AI-driven discovery makes plastics four times tougher

US RESEARCHERS have used artificial intelligence and machine learning to identify additives that can improve the durability of plastics.

Dramatically speeding up a process that usually takes weeks, a team from the Massachusetts Institute of Technology (MIT) and Duke University identified iron-based molecules that can strengthen polymer materials.

The molecules are called mechanophores and undergo chemical changes in response to mechanical force. The research team identified iron-containing compounds called ferrocenes as ideal mechanophores that increased the durability of polymer materials “four-fold”.

Machine-learning approach

Ferrocenes are commonly used in drug manufacturing and catalysts but have rarely been researched for their potential as mechanophores.

The research team explained that experimental testing on a single potential mechanophore can take several weeks, with computational simulations also taking a few days.

To speed up the process, the Duke and MIT team used the machine-learning approach of a neural network to test ferrocenes.

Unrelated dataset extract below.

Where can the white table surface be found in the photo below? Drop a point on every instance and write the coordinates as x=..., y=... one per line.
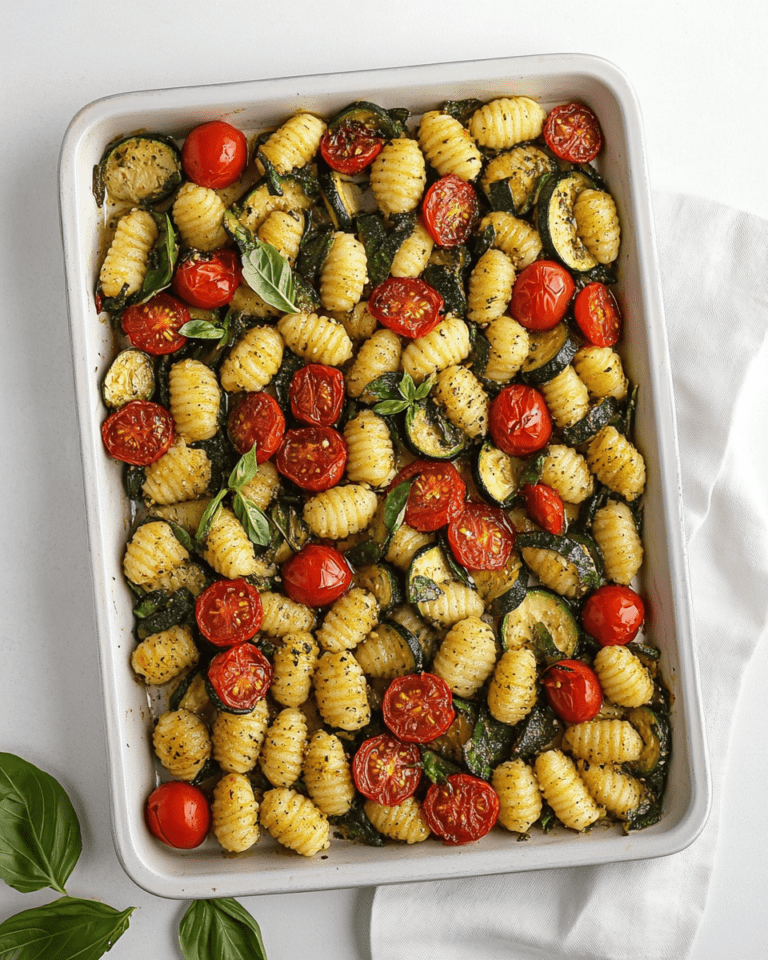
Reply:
x=699, y=72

Using the Cambridge Structural Database of 5,000 ferrocene structures, the team ran simulations on 400 molecules to measure how easily their atomic bonds break under force. Surprisingly, they sought molecules that fractured more readily – these “weak links” can absorb stress and prevent larger tears when embedded in polymers, boosting overall toughness.

They used the tear resistance data to train a machine-learning model that could predict how much force is needed to activate a mechanophore and enhance a polymer’s resistance to tearing. The model was applied to all compounds in the database, along with an additional 7,000 structurally similar molecules.

It identified two key factors that influence tear resistance: the interactions between chemical groups attached to the ferrocene rings, and the presence of bulky side groups. These larger attachments made the molecules more prone to breaking apart – a desirable trait for mechanophores designed to absorb stress and prevent material failure.

Application

The team identified the 100 strongest structures with their model and used one, known as m-TMS-Fc, as an additive to the polymer polyacrylate. They found that this structure, as it was weak, was able to make the polyacrylate four times tougher.

In addition to identifying more ferrocenes with mechanophore potential, the researchers hope to expand their machine-learning approach to identify mechanophores with other useful properties, such as colour changes that act as stress sensors. They suggest these responsive materials could have future applications in areas like drug delivery and therapeutic monitoring.